Optical Character Recognition (OCR) has been around a long time. So long, in fact – it’s become mired in confusion and mismatched expectations.

Most organizations still use a lot of paper and PDF documents. While some industries are particularly drawn to paper, humanity is a long way off from eradicating the exchange of information through documents and forms.

Enterprise OCR provided by “OCR Engines” from vendors such as Tesseract, ABBYY, OmniPage, AnyDoc, Transym, Azure, Google, and others are only a small part of what organizations really need.

While OCR is still a relevant technology, the secret to getting accurate text from documents isn’t crafting a better recognition engine.

I talk to people every day who are looking for better OCR. What they’re really looking for is a better way to get accurate information from data trapped in documents. It’s only possible with two things: Dealing with OCR killers and machine reading.

Why Imperfect Documents Kill OCR

Take a skewed document image, for example. Independent research and our own observations prove you’ll get a maximum of 40% recognition accuracy. And the reality is that you’ll probably get less, which is pretty much worthless. Errors in dates, numbers, amounts, names, etc. make trusting the data difficult.

Document skewing isn’t the only OCR killer. Poor scan quality, hole punches, pictures, data in tables, mismatched font types, and text that spans pages all wreak havoc on OCR. And these are just some of the complications. If the solution is manual human review – that’s just too time-consuming and expensive for projects with hundreds of thousands or millions of pages.

Machine Reading

Machine reading is what OCR was when it was first mainstream. It’s innovative because it combines powerful data sciences and image processing tools that strike back at OCR killers.

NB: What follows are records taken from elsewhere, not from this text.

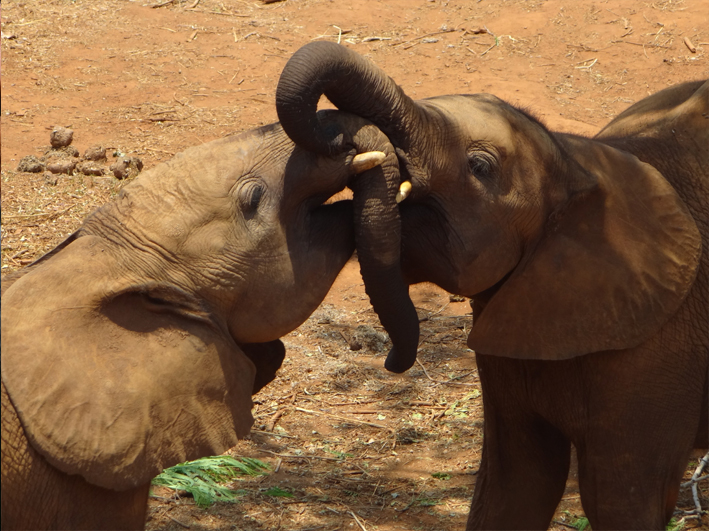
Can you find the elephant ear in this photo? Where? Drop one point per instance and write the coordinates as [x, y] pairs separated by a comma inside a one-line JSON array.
[[615, 262], [115, 381]]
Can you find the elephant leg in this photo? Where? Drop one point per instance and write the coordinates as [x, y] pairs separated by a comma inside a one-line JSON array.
[[525, 464], [35, 495], [626, 484]]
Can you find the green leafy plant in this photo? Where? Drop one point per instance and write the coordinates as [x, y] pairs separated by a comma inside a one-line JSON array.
[[581, 523], [201, 477], [676, 525], [278, 492]]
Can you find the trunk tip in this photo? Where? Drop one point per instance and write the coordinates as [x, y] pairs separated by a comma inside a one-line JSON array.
[[397, 362]]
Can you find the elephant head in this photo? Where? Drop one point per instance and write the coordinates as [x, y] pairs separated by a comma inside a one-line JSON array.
[[574, 245], [138, 342]]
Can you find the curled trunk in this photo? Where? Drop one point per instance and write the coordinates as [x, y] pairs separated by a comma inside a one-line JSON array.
[[355, 85]]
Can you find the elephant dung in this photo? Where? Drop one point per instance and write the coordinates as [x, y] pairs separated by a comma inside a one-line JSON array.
[[96, 154], [61, 137], [126, 167], [31, 164], [62, 166], [89, 167]]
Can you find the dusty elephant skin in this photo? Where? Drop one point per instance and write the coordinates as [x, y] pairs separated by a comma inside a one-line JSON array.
[[137, 343], [586, 260]]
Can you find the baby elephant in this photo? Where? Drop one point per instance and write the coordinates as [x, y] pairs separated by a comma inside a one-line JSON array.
[[137, 343], [587, 260]]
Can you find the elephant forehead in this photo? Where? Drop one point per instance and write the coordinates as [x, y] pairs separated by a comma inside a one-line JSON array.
[[484, 119]]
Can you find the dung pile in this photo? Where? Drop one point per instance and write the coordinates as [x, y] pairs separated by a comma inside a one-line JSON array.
[[63, 158]]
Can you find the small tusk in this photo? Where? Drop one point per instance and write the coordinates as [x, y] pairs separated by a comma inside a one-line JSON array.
[[367, 161], [404, 191]]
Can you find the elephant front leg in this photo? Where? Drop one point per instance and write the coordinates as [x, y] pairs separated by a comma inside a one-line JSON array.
[[523, 473], [525, 461]]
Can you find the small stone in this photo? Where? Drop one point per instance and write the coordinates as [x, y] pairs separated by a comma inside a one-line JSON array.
[[96, 153], [62, 166], [126, 167], [90, 168], [65, 151], [61, 137], [50, 178], [31, 164]]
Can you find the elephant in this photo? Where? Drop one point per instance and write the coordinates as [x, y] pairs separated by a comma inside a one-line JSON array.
[[586, 262], [137, 343]]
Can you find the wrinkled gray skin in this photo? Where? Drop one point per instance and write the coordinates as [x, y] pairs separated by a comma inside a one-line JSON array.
[[586, 261], [137, 343]]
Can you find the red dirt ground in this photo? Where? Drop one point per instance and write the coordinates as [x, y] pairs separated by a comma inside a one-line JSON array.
[[355, 445]]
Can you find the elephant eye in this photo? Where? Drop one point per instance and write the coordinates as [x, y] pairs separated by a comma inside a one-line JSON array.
[[481, 164], [256, 195], [250, 197]]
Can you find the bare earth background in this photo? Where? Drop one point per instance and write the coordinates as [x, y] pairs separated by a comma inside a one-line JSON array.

Machine reading solutions combine better than twice-as-accurate OCR, and intelligent integration of information contained within documents. It’s the heart of modern data integration from physical and electronic documents.

If your organization is performing OCR using off-the-shelf OCR products, or older document capture solutions, you’re missing out on maximizing the full potential of information contained within your documents.

And if human review is a central component of your workflows – good news!

You’re perfectly positioned to make a technology change that will return an immense amount of valuable resources.